The way out is significant economic growth
We’re told that the national debt is about to murder the economy in its bed:
Labour risks being forced to seek emergency help from the International Monetary Fund (IMF) as Britain lurches toward a debt crisis, leading economists have warned.
In a warning shot to Labour leadership hopeful Andy Burnham, the former IMF chief economist Ken Rogoff said a major UK debt crisis before the end of the decade was now more likely than not.
“Britain is bust.” Those were not the words of a politician or a scaremongering economist.
They were uttered in 2012 by Sir Robert Chote, then head of the Office for Budget Responsibility (OBR).
He warned that unless the government acted by either spending less or taxing more, the national debt risked spiralling out of control.
We agree, because of course we do, with Adam Smith that there’s a lot of ruin in a nation. Given that taxation is already at historical highs as a level of everything more of that’s not going to work. The idea that there will ever be any significant cuts in spending is, aha, aha, one of those solutions not to be found in the possible space of political solutions.
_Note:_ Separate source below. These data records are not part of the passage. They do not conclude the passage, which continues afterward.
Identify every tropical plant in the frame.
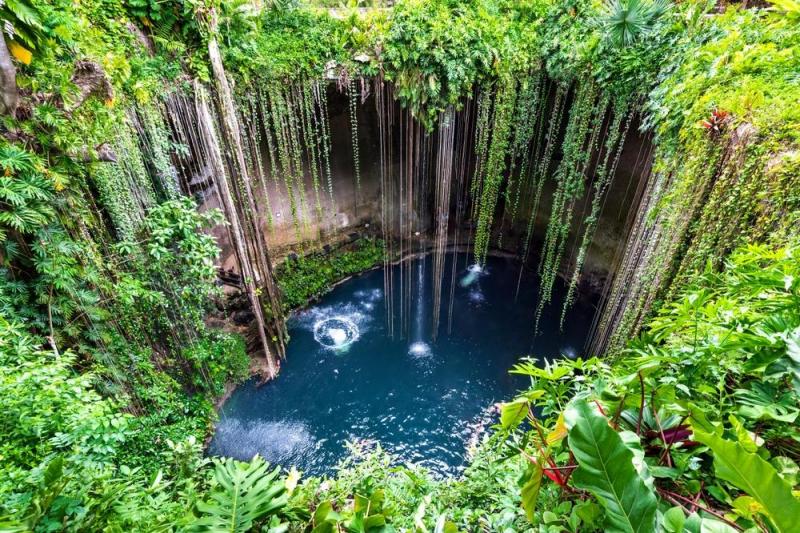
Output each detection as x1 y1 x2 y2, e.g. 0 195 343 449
767 0 800 20
0 144 55 239
599 0 669 47
692 421 800 533
493 240 800 530
0 0 44 58
2 0 800 531
276 238 384 311
565 400 657 532
189 457 289 533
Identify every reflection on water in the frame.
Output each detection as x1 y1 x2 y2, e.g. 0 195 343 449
208 253 595 476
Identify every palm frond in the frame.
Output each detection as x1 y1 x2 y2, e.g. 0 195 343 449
600 0 670 47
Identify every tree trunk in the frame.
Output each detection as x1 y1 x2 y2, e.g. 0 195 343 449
203 8 285 375
195 85 279 378
0 37 19 117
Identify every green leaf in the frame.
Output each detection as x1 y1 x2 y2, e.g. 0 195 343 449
433 515 458 533
692 427 800 533
314 501 339 525
43 456 63 486
189 456 288 533
661 506 685 533
364 514 387 529
520 462 543 522
311 523 336 533
354 494 370 514
565 399 657 533
500 398 529 429
698 518 738 533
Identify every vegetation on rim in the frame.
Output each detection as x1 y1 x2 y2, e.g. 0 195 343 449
0 0 798 531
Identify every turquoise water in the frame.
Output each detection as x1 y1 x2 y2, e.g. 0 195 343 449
209 253 594 476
Sure, we’d be delighted to point to all the things government shouldn’t be doing to bring the bill down but we do agree that a Parliament that would do this is unlikely.
Which leaves only the one other possible solution - change the denominator. Debt at 100/100 is a different thing from debt at 100/200. So, grow the economy.
Near all of the other claimed problems in the British economy would also be solved by substantial economic growth. 4 or 5% real GDP growth for a decade would solve pretty much everything in fact. Given that this is the only politically viable - we think - solution that’s the one that will have to be applied.
Fortunately, we also know how to engender growth. It’s a natural byproduct of not stopping people from trying things out. Humans are inquisitive little shaved apes, we do try things out. Trying out lots of things then doing more of those that work, fewer of those that do not, is the very definition of economic growth. So that’s what should be done. Stop stopping people doing new things.
This is, again, stopping government from doing much of what it does. But we do tend to think it’s going to be easier to stop the bureaucracy doing anything than it is to stop the shrieks of those who would not be spent upon if the money tap were turned off. So, kill the regulatory state rather than the redistributive one. Not, particularly, because that’s the right answer but because it’s the possible one.
Just get all Cowperthwaite, Hong Kong Stylee, on the regulatory state and solve Britain’s economic problems. Works for us even if the Lanyard Classes might not like it very much.